The Deschutes Needs Your Help

Please send this letter to these folks or draft one of your own liking.

Gov. Browns Natural resource Policy advisor. [email protected]

[email protected]

[email protected]

We need your help.

PGE in a relicensing agreement changed how they send water down the lower Deschutes in December 2009. Prior to that the Deschutes received 100% bottom release which is obviously cold.  Today they are able to pull water from the surface as well as the bottom.  The surface water along with being pretty much toxic ia pollution.  PGE’s water management policy was agreed to and signed off by a bunch of parties.  In a nutshell all of this was done to aid reintroduction of Salmon and Steelhead above the complex.  Today we are 11 years into this experiment, and it hasn’t worked.  There is not one measure of success PGE can point to.

Here’s the truth.  Since 2010 the lower Deschutes has been polluted with warm toxic water by PGE in the spring and in the summer. The Deschutes River Alliance sought relief in court, those efforts were thwarted due to the Confederated Tribes having an ownership share in the complex.  Basically we can’t sue the tribes , we don’t have standing and they are a sovereign nation. Today we have a smallmouth bass infestation up the lower Deschutes.  Prior to the pollution thousands of people fished for steelhead off the mouth of the Deschutes, today it is a walleye fishery.  The mouth of the Deschutes and the Deschutes itself provided a cold water sanctuary for thousands of migrating steelhead on their 700 mile journey up the Columbia and Snake rivers, and without that refuge the run in in a massive decline.  Summer steelhead over Bonneville dam in 2010 exceeded 400,000, in every year but one the run has fallen and most recently we fail to achieve 90,000 fish over the dam.

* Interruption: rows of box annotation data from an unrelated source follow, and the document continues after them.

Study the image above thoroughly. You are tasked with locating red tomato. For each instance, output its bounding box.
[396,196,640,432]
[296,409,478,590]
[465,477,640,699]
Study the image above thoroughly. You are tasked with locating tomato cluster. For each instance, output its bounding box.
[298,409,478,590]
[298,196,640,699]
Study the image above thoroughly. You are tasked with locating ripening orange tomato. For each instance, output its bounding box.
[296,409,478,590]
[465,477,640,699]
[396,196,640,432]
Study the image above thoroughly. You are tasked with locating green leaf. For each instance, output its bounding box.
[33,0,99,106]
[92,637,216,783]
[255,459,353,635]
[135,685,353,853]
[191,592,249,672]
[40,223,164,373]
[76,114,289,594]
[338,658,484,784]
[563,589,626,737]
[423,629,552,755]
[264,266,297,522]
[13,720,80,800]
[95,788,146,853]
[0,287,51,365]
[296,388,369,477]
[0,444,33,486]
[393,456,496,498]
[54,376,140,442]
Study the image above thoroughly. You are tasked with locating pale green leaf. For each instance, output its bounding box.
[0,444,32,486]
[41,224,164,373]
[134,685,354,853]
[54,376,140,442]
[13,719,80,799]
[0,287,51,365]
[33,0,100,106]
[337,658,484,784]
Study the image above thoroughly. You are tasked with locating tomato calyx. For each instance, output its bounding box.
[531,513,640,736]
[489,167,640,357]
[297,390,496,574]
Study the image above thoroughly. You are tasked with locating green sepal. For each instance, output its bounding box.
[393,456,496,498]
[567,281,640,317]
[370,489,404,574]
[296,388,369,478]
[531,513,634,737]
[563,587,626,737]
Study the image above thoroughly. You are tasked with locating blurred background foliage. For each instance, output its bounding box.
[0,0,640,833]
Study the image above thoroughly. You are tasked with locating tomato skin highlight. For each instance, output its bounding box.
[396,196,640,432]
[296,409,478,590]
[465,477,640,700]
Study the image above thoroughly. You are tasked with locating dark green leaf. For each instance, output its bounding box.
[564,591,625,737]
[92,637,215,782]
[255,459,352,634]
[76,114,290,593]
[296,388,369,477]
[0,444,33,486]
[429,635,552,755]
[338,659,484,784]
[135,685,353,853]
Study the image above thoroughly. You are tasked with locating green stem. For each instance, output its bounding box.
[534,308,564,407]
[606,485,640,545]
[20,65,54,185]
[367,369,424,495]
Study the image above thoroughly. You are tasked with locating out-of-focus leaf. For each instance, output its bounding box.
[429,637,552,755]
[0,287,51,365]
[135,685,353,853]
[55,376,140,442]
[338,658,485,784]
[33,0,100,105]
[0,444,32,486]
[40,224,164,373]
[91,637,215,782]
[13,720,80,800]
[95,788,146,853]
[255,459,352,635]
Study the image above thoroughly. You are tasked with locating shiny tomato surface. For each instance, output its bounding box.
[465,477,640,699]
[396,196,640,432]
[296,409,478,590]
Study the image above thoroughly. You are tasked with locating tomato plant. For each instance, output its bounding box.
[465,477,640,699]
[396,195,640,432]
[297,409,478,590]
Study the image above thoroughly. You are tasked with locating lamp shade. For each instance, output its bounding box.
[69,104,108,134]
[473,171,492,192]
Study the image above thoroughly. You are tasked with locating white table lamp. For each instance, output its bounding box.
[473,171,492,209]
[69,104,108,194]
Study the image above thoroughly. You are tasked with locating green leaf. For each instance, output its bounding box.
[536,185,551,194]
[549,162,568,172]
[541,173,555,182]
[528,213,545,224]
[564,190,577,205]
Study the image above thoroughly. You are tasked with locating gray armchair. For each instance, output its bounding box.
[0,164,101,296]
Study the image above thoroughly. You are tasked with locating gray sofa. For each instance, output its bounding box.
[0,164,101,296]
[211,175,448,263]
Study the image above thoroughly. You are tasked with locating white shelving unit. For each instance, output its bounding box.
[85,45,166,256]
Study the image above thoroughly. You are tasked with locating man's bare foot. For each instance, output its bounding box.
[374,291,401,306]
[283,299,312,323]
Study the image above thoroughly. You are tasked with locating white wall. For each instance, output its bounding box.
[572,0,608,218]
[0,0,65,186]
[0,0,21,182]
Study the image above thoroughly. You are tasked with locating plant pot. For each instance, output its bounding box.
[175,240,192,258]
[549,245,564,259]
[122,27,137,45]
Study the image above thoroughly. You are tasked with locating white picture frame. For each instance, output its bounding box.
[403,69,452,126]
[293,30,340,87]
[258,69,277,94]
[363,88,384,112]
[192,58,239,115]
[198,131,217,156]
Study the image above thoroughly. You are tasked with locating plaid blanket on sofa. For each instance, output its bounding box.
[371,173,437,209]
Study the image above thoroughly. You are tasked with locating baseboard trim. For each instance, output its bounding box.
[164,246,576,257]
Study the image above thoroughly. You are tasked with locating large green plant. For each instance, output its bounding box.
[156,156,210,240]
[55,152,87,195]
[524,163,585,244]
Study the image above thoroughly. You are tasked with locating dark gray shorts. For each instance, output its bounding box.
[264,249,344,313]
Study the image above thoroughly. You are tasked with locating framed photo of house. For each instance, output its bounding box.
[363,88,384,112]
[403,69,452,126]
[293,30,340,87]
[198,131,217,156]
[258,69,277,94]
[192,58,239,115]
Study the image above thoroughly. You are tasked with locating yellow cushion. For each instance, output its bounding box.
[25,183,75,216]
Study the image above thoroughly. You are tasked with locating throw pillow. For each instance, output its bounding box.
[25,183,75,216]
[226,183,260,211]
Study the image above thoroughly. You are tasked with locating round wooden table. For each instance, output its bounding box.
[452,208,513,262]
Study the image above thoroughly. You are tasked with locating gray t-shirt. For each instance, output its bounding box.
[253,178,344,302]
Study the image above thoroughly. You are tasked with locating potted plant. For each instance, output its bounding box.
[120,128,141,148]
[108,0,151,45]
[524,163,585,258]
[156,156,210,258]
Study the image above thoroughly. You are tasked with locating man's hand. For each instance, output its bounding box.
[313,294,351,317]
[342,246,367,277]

This problem, the pollution, is acute.  We can pinpoint the exact time the pollution started and the exact cause.  We can stop polluting with the flip of a switch.  Although the new “cooling tower” was built over the original release gate that allowed 100% cold water release it is capable of 60% cold-water release and we think we can live with that.  Inaction on our part will lead to the extinction of summer steelhead.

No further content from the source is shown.